On becoming famous…..

"Because I'm pathetic in some ways, it made me feel even more important. I was suddenly a worldwide star in television. I heard it sold to 93 countries, and in America more than 200 stations. It was an amazing thing to go to a country like Holland or Australia or America and be very famous. When you got on the plane, pilots used to say 'Come on up front,' so I knew what it was to take off in a jumbo jet. And sometimes they would say, 'Do you want to have a go?' I don't think they were very serious because I am not a very good driver. I mean, I have only got a van, never mind a jumbo jet. So they would let me be in aeroplanes or go up in balloons or drive in tanks. I used to go to Germany to divert the troops and they let me drive tanks. It was simply wonderful to be famous, to be recognised and well treated.

'I remember in Notting Hill Gate, there was a little fellow called Dmitri who had an electrical shop. One day, about 20 children from a school were going by and the coach driver recognised me and stopped. They all piled off the coach and all these children were embracing me and holding onto me, and I was giving them money or sweets or pictures of myself - all that kind of nonsense really amused them. So after they went away happily taking pictures of me, Dmitri - this Greek boy - he said, 'It must be wonderful, Mr Baker, to be Doctor Who.' I said, 'Yes, it is nice' - I realised he was worried about all the attention I got. I said, 'But it's nice to be Dmitri. You often talk to me about your children.' He said, 'Yes, but when I walk down the road, nobody says, "There goes Dmitri." But when you are walking down the street, everybody is saying "There's the Doctor." Everybody wants to kiss you. Everybody wants to kiss.' He was a bit hung up on kissing - I think Greeks are big kissers. I don't know. But anyway, he kissed me and I left.

"I adored being adored. When I was young, I wanted to be liked. Later on, I wanted to be loved. I finished up as Doctor Who, and I wanted to be adored now. Of course, in my twilight I rather fancy worship.
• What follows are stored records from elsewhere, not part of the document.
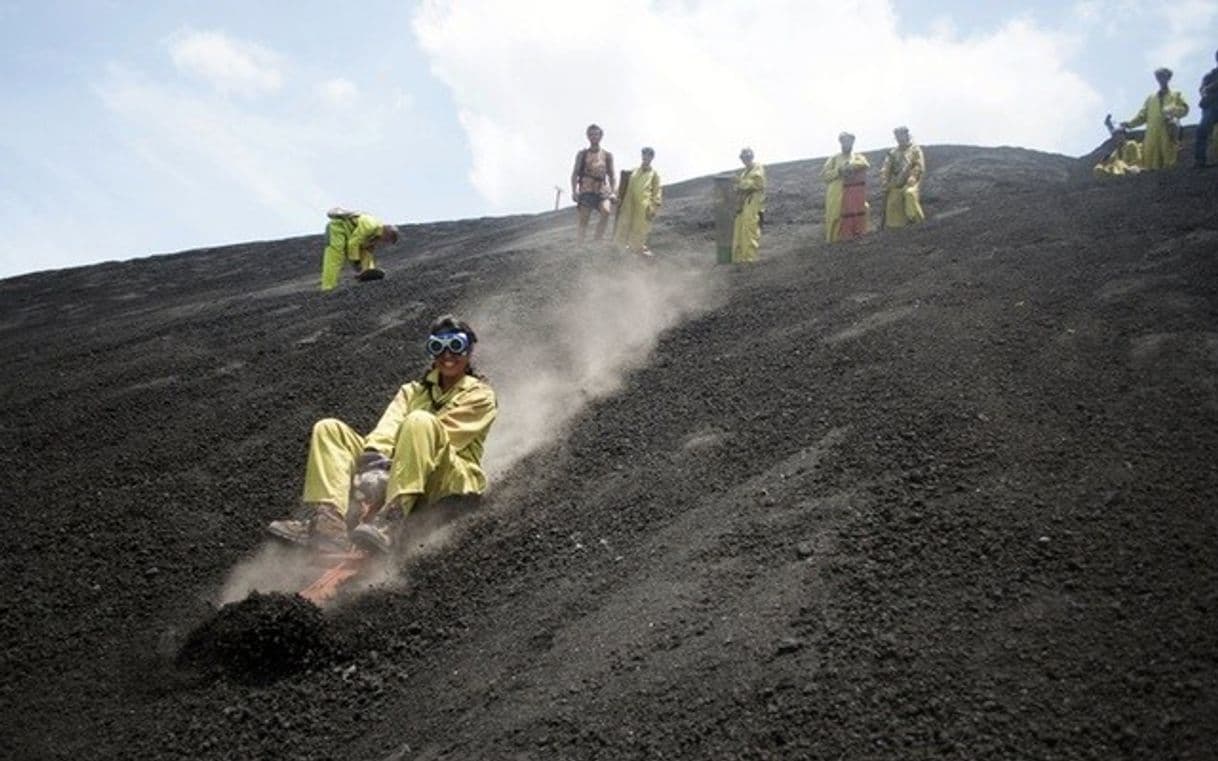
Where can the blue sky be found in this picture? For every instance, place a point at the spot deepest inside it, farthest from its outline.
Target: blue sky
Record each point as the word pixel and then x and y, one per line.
pixel 139 128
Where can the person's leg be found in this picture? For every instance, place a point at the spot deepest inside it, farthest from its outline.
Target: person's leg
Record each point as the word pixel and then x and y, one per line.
pixel 1201 139
pixel 333 449
pixel 894 208
pixel 604 210
pixel 584 212
pixel 424 469
pixel 318 521
pixel 914 213
pixel 334 255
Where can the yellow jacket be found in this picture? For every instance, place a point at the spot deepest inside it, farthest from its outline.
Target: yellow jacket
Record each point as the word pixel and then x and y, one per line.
pixel 1161 115
pixel 832 174
pixel 903 167
pixel 362 233
pixel 465 412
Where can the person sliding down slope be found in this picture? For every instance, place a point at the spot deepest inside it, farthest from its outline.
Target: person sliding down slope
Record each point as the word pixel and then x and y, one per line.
pixel 429 441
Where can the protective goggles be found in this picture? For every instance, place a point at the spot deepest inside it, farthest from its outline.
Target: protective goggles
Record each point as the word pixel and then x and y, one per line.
pixel 453 342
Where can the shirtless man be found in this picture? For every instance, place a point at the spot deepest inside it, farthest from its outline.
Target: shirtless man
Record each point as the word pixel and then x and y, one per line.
pixel 593 183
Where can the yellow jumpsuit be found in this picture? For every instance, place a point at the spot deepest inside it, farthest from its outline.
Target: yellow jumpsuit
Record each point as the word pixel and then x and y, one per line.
pixel 638 208
pixel 348 239
pixel 434 438
pixel 831 173
pixel 1161 146
pixel 747 227
pixel 1126 158
pixel 903 205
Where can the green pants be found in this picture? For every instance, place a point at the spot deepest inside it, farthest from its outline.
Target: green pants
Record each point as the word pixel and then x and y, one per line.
pixel 424 464
pixel 335 255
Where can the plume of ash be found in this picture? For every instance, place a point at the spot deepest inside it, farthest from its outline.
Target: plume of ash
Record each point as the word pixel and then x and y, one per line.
pixel 552 348
pixel 277 568
pixel 274 568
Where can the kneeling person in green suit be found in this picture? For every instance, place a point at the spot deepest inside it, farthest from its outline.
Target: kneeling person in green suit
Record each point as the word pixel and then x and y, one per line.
pixel 351 236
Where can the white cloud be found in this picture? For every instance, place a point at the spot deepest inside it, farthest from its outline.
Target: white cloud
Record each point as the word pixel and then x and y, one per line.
pixel 213 143
pixel 1188 29
pixel 339 93
pixel 700 79
pixel 228 65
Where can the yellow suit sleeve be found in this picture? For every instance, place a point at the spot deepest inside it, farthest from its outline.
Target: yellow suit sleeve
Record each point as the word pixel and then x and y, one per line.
pixel 831 171
pixel 367 228
pixel 469 415
pixel 1177 107
pixel 917 166
pixel 384 436
pixel 750 180
pixel 1138 121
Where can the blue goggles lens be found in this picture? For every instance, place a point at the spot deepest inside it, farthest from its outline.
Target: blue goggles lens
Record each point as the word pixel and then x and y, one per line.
pixel 454 342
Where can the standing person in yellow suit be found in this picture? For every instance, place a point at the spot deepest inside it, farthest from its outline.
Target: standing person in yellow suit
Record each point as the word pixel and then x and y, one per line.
pixel 426 446
pixel 1126 156
pixel 901 175
pixel 841 171
pixel 1161 113
pixel 749 210
pixel 640 206
pixel 351 238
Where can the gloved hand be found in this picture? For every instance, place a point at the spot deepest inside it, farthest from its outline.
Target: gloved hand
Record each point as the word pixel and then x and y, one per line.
pixel 370 459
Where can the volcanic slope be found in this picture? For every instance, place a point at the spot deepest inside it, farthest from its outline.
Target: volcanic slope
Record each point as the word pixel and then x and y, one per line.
pixel 942 492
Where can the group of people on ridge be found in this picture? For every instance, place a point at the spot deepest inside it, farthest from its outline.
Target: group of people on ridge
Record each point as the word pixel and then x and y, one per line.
pixel 428 445
pixel 594 189
pixel 1161 113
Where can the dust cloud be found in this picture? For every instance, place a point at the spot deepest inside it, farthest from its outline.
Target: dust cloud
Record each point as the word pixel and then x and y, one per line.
pixel 552 348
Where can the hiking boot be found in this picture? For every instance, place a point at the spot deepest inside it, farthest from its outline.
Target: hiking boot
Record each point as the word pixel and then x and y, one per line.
pixel 381 532
pixel 312 525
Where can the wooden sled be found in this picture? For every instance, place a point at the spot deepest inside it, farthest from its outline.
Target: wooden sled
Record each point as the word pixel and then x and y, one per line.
pixel 854 206
pixel 339 569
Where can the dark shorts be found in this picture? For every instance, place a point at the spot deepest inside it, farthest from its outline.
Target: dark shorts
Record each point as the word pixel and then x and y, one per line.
pixel 591 200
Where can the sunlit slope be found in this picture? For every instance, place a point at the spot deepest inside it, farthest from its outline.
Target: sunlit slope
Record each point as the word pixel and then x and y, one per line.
pixel 942 491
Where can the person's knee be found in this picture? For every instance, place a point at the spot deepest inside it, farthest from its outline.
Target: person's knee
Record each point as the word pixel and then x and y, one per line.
pixel 327 425
pixel 419 418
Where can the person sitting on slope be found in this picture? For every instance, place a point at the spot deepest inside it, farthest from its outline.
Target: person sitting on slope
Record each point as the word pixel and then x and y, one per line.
pixel 426 446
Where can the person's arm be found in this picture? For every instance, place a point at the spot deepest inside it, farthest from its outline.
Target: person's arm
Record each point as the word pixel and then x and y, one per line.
pixel 575 175
pixel 367 228
pixel 830 172
pixel 469 415
pixel 1138 121
pixel 752 180
pixel 886 169
pixel 917 167
pixel 657 199
pixel 384 436
pixel 1177 107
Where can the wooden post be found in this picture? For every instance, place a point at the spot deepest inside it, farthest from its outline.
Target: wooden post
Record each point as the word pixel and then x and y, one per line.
pixel 726 203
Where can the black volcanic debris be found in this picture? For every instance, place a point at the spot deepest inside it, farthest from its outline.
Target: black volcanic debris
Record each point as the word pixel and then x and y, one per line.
pixel 943 492
pixel 260 639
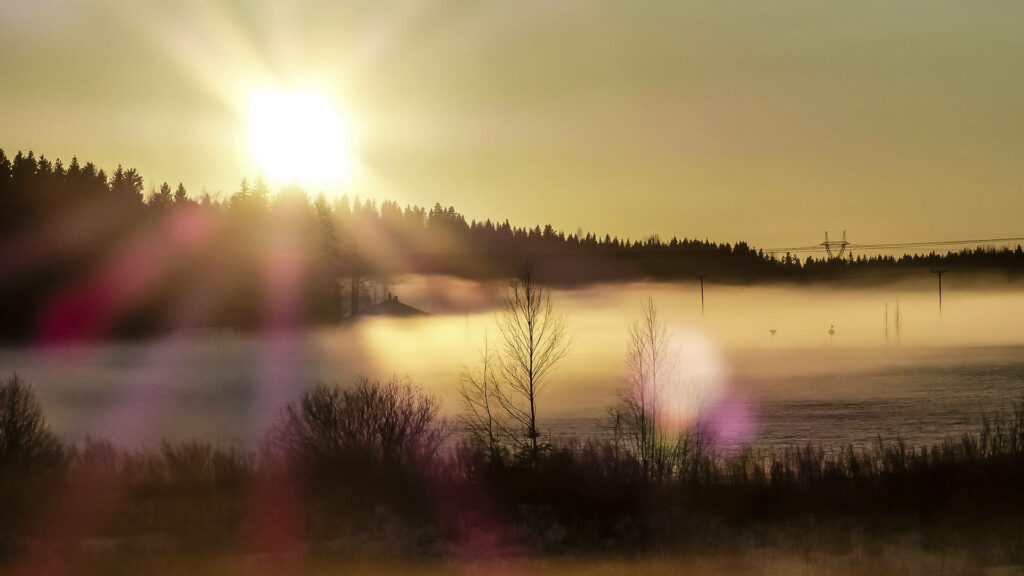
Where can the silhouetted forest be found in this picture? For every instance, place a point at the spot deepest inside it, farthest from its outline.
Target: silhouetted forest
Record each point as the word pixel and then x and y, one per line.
pixel 364 471
pixel 88 254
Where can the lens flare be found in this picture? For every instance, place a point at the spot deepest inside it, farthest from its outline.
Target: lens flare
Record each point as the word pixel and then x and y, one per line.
pixel 300 137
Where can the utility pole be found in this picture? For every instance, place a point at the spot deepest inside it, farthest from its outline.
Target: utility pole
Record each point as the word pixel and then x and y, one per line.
pixel 939 273
pixel 701 296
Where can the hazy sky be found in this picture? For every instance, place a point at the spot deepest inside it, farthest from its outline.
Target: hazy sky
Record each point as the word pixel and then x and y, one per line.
pixel 769 121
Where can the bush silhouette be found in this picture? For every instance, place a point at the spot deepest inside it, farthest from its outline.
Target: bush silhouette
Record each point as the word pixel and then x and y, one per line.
pixel 394 423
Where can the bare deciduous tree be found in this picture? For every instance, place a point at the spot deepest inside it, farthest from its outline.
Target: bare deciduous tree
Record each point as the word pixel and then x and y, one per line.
pixel 25 439
pixel 479 399
pixel 535 338
pixel 649 367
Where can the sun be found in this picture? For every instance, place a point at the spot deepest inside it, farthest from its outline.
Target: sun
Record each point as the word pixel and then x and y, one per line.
pixel 299 136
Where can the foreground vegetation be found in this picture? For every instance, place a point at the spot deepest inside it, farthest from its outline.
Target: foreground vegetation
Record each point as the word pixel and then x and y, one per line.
pixel 374 470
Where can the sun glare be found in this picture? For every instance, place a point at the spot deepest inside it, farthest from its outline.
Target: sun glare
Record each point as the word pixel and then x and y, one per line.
pixel 299 137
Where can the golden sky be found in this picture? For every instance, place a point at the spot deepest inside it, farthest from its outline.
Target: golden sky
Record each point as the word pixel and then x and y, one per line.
pixel 767 121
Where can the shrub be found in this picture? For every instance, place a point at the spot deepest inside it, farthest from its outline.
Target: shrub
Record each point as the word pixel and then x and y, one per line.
pixel 392 423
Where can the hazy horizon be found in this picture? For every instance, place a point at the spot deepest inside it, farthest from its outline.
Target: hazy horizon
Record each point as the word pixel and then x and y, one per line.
pixel 895 123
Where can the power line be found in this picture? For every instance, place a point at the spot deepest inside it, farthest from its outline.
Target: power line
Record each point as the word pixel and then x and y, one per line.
pixel 885 246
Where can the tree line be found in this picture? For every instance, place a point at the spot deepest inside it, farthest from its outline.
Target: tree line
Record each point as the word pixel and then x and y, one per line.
pixel 89 253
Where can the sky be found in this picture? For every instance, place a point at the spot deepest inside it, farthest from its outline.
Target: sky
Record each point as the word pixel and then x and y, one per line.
pixel 767 121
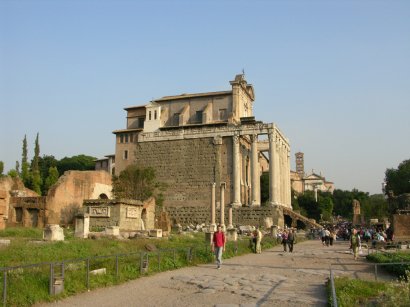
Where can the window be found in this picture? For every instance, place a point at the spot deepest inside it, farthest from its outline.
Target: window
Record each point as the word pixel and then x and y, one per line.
pixel 198 117
pixel 222 114
pixel 176 119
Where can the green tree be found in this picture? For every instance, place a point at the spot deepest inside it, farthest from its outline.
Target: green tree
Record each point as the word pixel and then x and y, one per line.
pixel 79 163
pixel 398 180
pixel 35 169
pixel 13 173
pixel 45 164
pixel 25 171
pixel 136 183
pixel 51 178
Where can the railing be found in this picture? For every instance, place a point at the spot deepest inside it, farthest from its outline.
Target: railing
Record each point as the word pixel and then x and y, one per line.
pixel 57 270
pixel 375 270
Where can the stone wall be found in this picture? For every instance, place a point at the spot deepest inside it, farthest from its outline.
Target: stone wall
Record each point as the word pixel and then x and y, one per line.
pixel 240 216
pixel 401 226
pixel 67 195
pixel 11 187
pixel 188 167
pixel 126 214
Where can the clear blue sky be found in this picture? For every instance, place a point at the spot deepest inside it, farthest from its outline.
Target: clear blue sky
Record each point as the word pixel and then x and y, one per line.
pixel 333 75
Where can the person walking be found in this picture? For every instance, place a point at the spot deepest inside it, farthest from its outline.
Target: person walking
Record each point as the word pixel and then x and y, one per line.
pixel 355 243
pixel 291 239
pixel 258 235
pixel 285 240
pixel 218 245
"I am talking in this confessional way because you are reminding me of happy days, which haven't entirely gone you see. The thing about television and moving pictures is that they confer a kind of immortality. The reason why everybody wants to get into television - there are lots of reasons, for some it's a soft option - but the real thing I think is when you are in television, you don't die. I mean, when did anyone who was on television ever die? I mean, we long for them to die - the people I look on in television, they make me long for death - but somehow or other, you don't die. On a more serious note - away from getting tired of presenters who won't die - is that television and films confer immortality. You are forever all the work. You are Humphrey Bogart or James Stewart. We don't know them privately, so they are immortalised. Now we have an amazing situation with repeats on television and so many channels that the living - such as we are - are entertained by the dead. This is a nice paradox. Something I watch a film I am in - and of course if I see myself running upstairs it makes me weep - but, sometimes, I am the only one left alive. . .

"But to be adored as I was, as Doctor Who, no it never, never went away. It was wonderful. After a while it spoiled me, you see. Why should I ever want to be Tom Baker? Tom Baker was ordinary and full of anxieties and uncertain of himself and insecure. But Doctor Who had secrets. He could solve things. He could save the universe. Yeah."

On why he chose to leave the series…..

"That's a good question: why should I leave something that was so wonderful? It was simply that I got so proprietorial. You may have to ask other people this, but as I recall I was so proprietorial that it was almost impossible to direct me. I thought I knew everything - because, of course, it was about me, I thought. Hmm. And therefore I began to sense the clashes, and watched people's reactions to me, and gradually I thought, 'Perhaps I've done enough, really.' And when I became aware of these kinds of imperfections in my reaction to people or theirs to me in the rehearsals, I thought I would just go away.

"I gave it up, you know. It was terrible - absolutely terrible."